Tuesday 15 January 2013

TOWARDS RENAISSANCE?



This Bergman's essay-like film represents the dark Middle Ages and people who struggle the ignorance, the void, the plague of that time. The movie is based on a contrast between death and life. The contrast between fear and happiness, between flagellants and artists. Between people who blindly believe and people who want to know. 

The existential questions asked in this movie are presented directly and the symbolism is quite obvious. The main character, the knight Antonius Block, is asking questions and stating his thoughts directly through monologues or dialogues with Death while his chess game with Death itself depicts a human struggle to live and to achieve the meaning of life.


The philosophy of the movie is introduced in Block's confession.
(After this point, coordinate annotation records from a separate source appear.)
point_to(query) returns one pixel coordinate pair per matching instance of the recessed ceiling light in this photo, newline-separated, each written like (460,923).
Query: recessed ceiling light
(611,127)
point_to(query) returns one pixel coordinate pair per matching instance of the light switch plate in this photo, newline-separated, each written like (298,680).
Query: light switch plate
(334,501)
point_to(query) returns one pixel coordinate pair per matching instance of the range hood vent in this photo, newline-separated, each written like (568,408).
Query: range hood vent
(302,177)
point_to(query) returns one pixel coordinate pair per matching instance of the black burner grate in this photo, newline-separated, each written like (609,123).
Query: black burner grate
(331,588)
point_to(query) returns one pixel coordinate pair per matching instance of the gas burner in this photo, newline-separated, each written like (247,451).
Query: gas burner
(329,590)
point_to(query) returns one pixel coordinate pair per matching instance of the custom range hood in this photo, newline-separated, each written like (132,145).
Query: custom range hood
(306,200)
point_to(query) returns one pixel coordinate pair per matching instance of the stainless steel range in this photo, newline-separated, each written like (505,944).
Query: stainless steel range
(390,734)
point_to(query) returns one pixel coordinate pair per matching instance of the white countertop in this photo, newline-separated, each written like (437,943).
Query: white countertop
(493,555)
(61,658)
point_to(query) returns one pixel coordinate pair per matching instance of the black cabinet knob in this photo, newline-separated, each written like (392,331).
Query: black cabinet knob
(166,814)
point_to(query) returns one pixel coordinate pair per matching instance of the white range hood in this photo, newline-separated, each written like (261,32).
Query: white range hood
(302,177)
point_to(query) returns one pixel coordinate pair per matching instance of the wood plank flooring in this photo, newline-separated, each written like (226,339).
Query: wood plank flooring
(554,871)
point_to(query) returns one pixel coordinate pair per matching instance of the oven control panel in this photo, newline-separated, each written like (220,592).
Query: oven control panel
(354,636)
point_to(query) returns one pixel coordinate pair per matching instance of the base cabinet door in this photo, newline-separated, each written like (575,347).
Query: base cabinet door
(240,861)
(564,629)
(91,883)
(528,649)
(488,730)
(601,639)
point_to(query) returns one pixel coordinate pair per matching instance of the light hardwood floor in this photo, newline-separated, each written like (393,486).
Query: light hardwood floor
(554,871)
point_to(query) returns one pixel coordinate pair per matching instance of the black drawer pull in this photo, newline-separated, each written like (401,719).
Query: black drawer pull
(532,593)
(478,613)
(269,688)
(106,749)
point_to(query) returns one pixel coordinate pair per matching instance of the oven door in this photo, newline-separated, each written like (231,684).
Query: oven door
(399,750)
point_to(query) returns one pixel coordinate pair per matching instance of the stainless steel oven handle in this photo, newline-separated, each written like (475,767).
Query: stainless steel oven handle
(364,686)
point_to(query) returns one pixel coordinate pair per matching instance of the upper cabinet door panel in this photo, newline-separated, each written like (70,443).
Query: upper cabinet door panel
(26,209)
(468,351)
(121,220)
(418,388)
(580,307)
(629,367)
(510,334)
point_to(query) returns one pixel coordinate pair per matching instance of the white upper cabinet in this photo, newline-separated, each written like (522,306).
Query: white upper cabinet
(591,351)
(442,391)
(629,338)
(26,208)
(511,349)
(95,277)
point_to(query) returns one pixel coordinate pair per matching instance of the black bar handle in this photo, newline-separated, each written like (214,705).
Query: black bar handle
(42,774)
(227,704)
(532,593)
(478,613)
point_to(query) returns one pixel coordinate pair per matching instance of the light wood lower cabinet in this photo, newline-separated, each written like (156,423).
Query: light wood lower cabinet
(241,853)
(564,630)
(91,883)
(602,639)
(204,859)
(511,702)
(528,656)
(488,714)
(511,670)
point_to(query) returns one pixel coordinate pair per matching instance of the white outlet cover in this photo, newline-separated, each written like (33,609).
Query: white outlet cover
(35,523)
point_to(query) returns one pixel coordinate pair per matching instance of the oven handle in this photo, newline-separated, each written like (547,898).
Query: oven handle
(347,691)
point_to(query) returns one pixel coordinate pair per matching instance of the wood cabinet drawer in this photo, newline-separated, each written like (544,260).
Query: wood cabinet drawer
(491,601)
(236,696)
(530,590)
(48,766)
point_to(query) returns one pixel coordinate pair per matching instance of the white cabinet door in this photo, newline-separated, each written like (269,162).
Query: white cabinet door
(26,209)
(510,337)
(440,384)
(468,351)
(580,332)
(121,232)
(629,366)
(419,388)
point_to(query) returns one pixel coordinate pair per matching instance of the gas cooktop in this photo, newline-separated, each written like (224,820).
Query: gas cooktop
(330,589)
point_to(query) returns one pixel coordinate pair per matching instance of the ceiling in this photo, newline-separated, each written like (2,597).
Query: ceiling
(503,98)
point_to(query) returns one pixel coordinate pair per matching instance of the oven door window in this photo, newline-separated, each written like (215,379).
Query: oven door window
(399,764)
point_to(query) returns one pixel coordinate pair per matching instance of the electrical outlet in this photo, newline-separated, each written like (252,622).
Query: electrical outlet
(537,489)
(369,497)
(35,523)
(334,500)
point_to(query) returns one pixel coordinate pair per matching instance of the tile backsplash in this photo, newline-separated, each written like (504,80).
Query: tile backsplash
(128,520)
He wants to know, he cannot believe. He believes that people created god out of fear, but he wants to experience him with his senses. 

“To believe is to suffer. It is like loving someone in the dark who never answers.”



Although the title of the movie refers to the last chapter of the Bible, the Book of Revelation or the Apocalypse, I believe that the end of the movie does not indicate death. It displays what is still left to live. And although Antonius Block dies, he helped the happy family to stay alive which leaves us with optimistic thoughts of leaving the Middle Ages and entering the Renaissance, the time of the human, of art, of knowledge, of life.


“I want knowledge. Not belief. Not surmise. But knowledge.”